I think this would be a great gift for the car nut in your life. It's also just a really nice coffee table book and would be sure to capture the interest of guests. 

Thanks to the publisher for sending me a copy in exchange for an honest review!

3.5 to 4 out of 5 stars

Thursday, March 3, 2022

The Marakaios Marriage by Marito Ai


I was such a liar to myself last weekend. I was like, "I'm going to read SO MANY BOOKS," and then I basically read nothing and spent the whole time proofreading my WIP and drinking wine and obsessing over the imaginary people I'd already decided would hate it. Because this is what it is like being a writer with anxiety.

Anyway, I finished this book earlier this week but I've been so busy I forgot to review it which literally like NEVER happens, so you know that the world is basically ending if I don't review something ASAP (and if you read the news, which I don't suggest you do, you'll know it basically is), but at least I fucking published that book and now I feel like I can breathe again, and what am I going to do in all my "copious" free time... but write reviews of other people's works?

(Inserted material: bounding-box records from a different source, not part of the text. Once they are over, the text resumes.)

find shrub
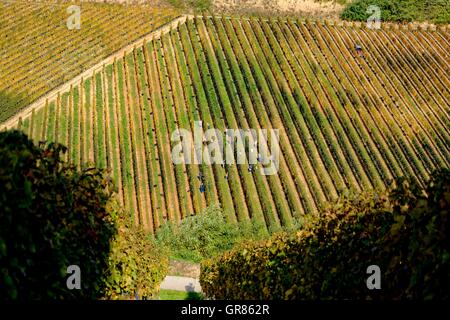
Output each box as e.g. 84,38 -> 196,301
105,211 -> 169,299
156,206 -> 274,263
200,169 -> 450,299
0,131 -> 168,299
0,131 -> 116,299
341,0 -> 450,24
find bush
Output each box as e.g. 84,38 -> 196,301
0,131 -> 116,299
200,169 -> 450,299
105,208 -> 169,299
0,131 -> 168,299
156,206 -> 274,263
341,0 -> 450,24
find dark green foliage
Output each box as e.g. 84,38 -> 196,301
200,169 -> 450,300
156,206 -> 282,262
0,131 -> 116,299
0,131 -> 168,299
105,208 -> 169,299
341,0 -> 450,24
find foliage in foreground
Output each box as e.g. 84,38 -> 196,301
341,0 -> 450,24
200,169 -> 450,299
156,206 -> 264,263
0,131 -> 168,299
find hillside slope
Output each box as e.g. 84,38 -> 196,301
1,18 -> 450,231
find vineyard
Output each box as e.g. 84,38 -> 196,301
0,0 -> 179,121
1,16 -> 450,232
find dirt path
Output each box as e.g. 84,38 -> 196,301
0,15 -> 193,130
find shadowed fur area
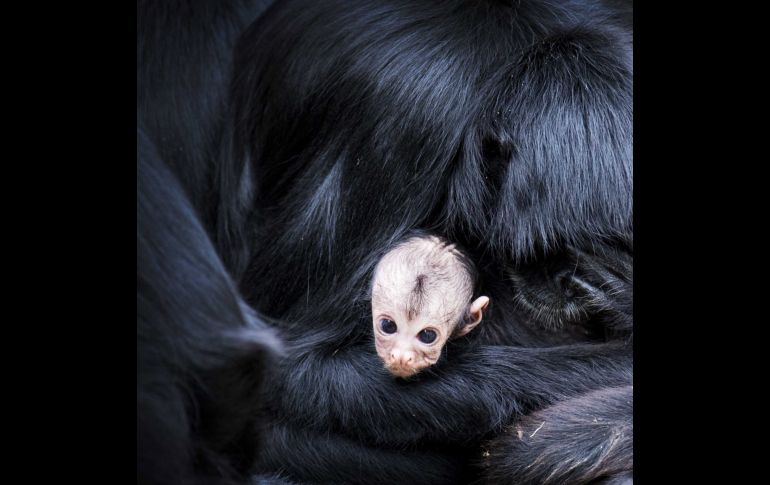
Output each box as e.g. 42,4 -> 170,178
137,0 -> 633,484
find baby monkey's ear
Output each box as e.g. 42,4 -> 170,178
457,296 -> 489,337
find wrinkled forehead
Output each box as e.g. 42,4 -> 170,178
372,241 -> 472,322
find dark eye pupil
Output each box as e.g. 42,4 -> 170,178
380,318 -> 398,333
417,330 -> 436,344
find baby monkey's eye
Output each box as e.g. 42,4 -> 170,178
380,318 -> 398,333
417,328 -> 436,344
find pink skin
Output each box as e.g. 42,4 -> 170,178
372,292 -> 489,377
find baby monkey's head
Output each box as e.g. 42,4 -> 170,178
372,236 -> 489,377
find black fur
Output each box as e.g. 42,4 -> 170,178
138,0 -> 633,483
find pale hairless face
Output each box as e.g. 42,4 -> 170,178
372,236 -> 489,377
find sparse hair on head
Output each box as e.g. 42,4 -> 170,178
375,234 -> 478,328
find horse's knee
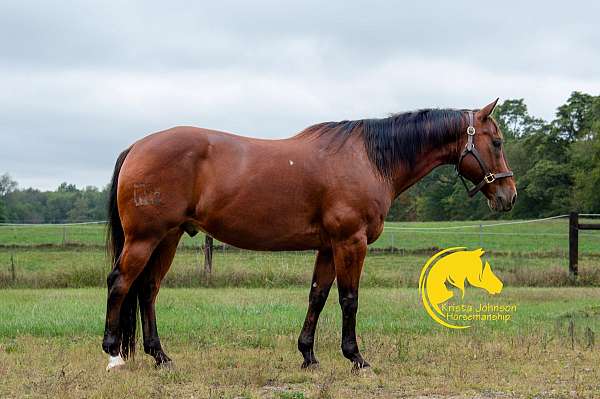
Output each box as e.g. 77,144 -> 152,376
102,332 -> 121,356
340,293 -> 358,316
308,289 -> 329,312
298,331 -> 315,353
144,338 -> 162,356
106,267 -> 119,289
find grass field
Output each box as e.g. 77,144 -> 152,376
0,220 -> 600,399
0,288 -> 600,398
0,218 -> 600,254
0,219 -> 600,288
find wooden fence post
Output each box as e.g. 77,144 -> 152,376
569,212 -> 579,277
204,234 -> 213,274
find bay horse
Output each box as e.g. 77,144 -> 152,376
102,99 -> 517,369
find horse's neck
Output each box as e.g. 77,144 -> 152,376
386,139 -> 462,196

I know right. The struggle. It never ends.

So THE MARAKAIOS MARRIAGE is an adaption of a Harlequin novel by the same name, with art and storyboarding by Marito Ai. Ai is one of my favorite mangaka and prior to this, everything I've read from her has been 4- or 5-star worthy. I don't know how these books get assigned, if the manga artists get to pick what they work on or what, but everything she's worked on has been just the right blend of angsty and romantic and I SWOON.

I've already forgotten the names of the people in this book, but CEO and Normal Woman were married and are now separated pending divorce. CEO's mother has terminal cancer and doesn't know they're separating and it's her name day so he wants Normal Woman to come to Greece with him to celebrate and perpetuate the ruse that they're still together because it's very important to lie to people with cancer who have made peace with the world because-- you know-- cancer.

So NW and CEO go to Greece and she immediately has a panic attack at dinner. And then CEO finds out that he's kind of been a douche and NW fell in love with him but not his lifestyle and he's always been too busy to listen to her every time she tried to talk about how he was making her uncomfortable. Obviously, he feels really bad about this like a normal human being would and is like wow, I was a jerk. I love you. So I will step down and no longer be CEO. Now I shall be Ordinary Man and we shall live our humble life together while you support us with your professorship. THE END.

I honestly felt like this was a bit anticlimactic. Loved the fact that the heroine was in STEM and that the book was so casual with the anxiety/panic attack rep. It wasn't really milked for drama either and I thought it was a refreshing change that the miscommunication wasn't a big misunderstanding so much as just them not really talking things out until it was too late. That felt more realistic than a lot of the manufactured hammy drama that normally comes my way in these books. But the story and the characters just felt so blah to me. Especially considering the other works I've read from this author.

So I give it a three. It was entertaining but not memorable.